Australian rules footballer

Charlotte Mullins (born 28 October 2004) is an Australian rules footballer playing for Brisbane in the AFL Women's competition (AFLW).

==Early life==
Mullins was raised in the Brisbane suburb of North Lakes, Queensland in the City of Moreton Bay and played junior football with North Lakes and Ferny Grove before moving to Brisbane to join the Brisbane Lions Academy. There she played junior and senior football with Wilston Grange and Aspley. She represented Queensland in the AFL Women's Under-18 Championships in both 2021 and 2022.

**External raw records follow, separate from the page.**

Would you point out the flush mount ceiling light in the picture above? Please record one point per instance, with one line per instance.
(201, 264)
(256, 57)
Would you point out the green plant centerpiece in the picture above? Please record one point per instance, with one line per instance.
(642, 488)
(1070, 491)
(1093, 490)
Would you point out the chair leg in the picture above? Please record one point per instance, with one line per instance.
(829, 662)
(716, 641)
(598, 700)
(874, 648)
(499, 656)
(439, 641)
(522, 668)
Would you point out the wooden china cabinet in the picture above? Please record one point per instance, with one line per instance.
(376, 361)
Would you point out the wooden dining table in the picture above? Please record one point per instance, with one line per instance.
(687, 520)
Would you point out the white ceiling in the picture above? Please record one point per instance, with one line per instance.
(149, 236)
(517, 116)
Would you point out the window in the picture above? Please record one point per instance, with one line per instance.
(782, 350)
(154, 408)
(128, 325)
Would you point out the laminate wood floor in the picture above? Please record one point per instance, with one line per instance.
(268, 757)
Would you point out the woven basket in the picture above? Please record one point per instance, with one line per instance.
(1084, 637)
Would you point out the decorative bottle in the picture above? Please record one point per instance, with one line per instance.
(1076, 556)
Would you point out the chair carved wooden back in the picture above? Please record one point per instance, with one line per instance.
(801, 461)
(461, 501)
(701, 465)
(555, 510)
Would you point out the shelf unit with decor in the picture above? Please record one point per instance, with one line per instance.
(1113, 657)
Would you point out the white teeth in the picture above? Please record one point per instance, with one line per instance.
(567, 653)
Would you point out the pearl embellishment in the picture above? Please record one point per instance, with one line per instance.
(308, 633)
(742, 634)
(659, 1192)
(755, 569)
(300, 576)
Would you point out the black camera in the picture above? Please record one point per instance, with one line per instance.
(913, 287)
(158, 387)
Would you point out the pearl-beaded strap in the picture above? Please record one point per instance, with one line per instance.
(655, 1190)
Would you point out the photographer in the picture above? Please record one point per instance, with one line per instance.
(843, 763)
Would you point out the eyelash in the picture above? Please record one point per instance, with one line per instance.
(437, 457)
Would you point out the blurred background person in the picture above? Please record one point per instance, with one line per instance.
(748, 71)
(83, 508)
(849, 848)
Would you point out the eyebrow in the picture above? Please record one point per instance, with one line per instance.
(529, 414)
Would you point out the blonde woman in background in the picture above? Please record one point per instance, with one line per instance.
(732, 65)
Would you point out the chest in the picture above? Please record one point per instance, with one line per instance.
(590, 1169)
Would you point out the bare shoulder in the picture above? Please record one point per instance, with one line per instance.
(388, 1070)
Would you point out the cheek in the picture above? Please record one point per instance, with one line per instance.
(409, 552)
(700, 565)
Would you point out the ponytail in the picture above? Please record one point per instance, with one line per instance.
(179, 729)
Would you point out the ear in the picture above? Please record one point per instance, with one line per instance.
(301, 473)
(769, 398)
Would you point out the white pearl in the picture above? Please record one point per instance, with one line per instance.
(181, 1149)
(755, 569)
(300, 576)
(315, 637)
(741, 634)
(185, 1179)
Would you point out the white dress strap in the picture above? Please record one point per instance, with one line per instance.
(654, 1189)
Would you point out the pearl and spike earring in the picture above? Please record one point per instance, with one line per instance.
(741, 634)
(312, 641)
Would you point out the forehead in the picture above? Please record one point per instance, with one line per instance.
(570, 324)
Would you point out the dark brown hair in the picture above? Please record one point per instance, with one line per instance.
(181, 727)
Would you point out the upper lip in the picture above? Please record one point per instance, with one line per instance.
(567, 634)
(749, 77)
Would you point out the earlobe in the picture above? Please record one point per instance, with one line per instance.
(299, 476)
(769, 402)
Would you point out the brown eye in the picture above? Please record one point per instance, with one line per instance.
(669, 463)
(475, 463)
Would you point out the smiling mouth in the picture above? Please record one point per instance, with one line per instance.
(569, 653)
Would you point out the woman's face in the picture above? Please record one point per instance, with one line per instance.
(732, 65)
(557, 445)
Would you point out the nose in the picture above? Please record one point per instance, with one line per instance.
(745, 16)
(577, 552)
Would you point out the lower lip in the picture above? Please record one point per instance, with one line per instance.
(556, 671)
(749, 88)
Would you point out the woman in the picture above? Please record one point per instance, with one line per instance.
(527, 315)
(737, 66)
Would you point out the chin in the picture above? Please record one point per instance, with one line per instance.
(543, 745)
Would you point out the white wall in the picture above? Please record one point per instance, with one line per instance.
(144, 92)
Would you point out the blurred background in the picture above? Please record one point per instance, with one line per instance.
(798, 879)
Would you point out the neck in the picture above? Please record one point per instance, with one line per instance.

Mullins was playing for Aspley in the AFL Queensland Women's League when she was drafted by with the 70th pick in the 2022 AFL Women's draft.

==AFLW Career==
Mullins debuted for the Lions on 3 September 2023 in the opening round match against the Richmond at Springfield Central Stadium.

An outside midfielder, she often plays on the wing and has good goal sense.